Chapter One: The Last Resort
I gazed up at the dull grey sky above, the maddened looking clouds swirled about as the wind swept by, covering the rays of sunshine, and the calming sea of blue in a blanket of desolation. I couldn't help but sigh, and tore my eyes away from the ugly sight, not that anywhere else around here was more attractive. The station was empty and bereft of any noise or life, which meant that the train still hadn't arrived even after my quick doze. I swore to myself. My foolproof plan of passing the time by had failed like everything else I had been doing this past year… Maybe being here was a mistake, but then again leaving would be too. I was now an unwanted soul, for now at least, in this territory. I had to stay; it was my only option as of now, and besides this way I get to extract some revenge on a certain someone.
Currently I was sprawled out on a rusted, old bench waiting for the train to arrive. Glancing at my wristwatch I noted that it should have been here about forty-five minutes ago.

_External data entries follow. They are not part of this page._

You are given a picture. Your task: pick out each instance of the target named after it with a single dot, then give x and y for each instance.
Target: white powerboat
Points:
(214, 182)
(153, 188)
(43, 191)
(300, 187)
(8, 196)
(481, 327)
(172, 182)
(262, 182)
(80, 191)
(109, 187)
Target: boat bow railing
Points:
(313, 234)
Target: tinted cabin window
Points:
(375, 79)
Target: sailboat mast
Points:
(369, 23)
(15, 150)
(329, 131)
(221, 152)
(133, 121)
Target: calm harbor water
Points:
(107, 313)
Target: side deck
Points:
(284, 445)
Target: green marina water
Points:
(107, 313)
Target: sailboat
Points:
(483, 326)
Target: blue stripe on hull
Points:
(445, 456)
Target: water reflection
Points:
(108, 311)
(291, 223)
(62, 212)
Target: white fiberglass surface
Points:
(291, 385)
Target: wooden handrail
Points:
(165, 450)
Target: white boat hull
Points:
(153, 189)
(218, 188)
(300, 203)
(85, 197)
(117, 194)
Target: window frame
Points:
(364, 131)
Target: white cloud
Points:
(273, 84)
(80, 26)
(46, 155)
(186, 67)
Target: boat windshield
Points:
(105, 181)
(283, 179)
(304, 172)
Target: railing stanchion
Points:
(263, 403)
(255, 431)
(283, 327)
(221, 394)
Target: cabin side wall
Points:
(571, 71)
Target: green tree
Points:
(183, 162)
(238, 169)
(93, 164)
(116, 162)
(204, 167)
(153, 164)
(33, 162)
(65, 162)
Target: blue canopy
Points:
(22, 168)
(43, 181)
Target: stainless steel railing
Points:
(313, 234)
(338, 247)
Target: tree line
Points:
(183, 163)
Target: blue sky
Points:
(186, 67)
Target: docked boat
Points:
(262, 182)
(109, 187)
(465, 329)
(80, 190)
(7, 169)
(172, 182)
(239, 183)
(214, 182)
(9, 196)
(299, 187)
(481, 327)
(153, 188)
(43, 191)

The damn thing was late… really late, and today my patience was already running on the barest of threads… I swear whenever that hell on wheels arrived I will kill the conductor. That would teach him a lesson, the late bastard.
I slowly sat up and winced as I did; my whole body was stiff from lying on this metal death trap for so long. To solve my problem I got up and stretched, which dissipated all signs of my previous aches. I could feel all of the rust and grime in my unkempt hair, and quickly combed it all out with my skeletal like fingers. I leaned over the nearby rail and stared blankly at the deadened stalks of grass below. I was in no mans land… It was no surprise though. But in all honesty who in their right mind would step anywhere near their territory? …Well I guess that made me insane.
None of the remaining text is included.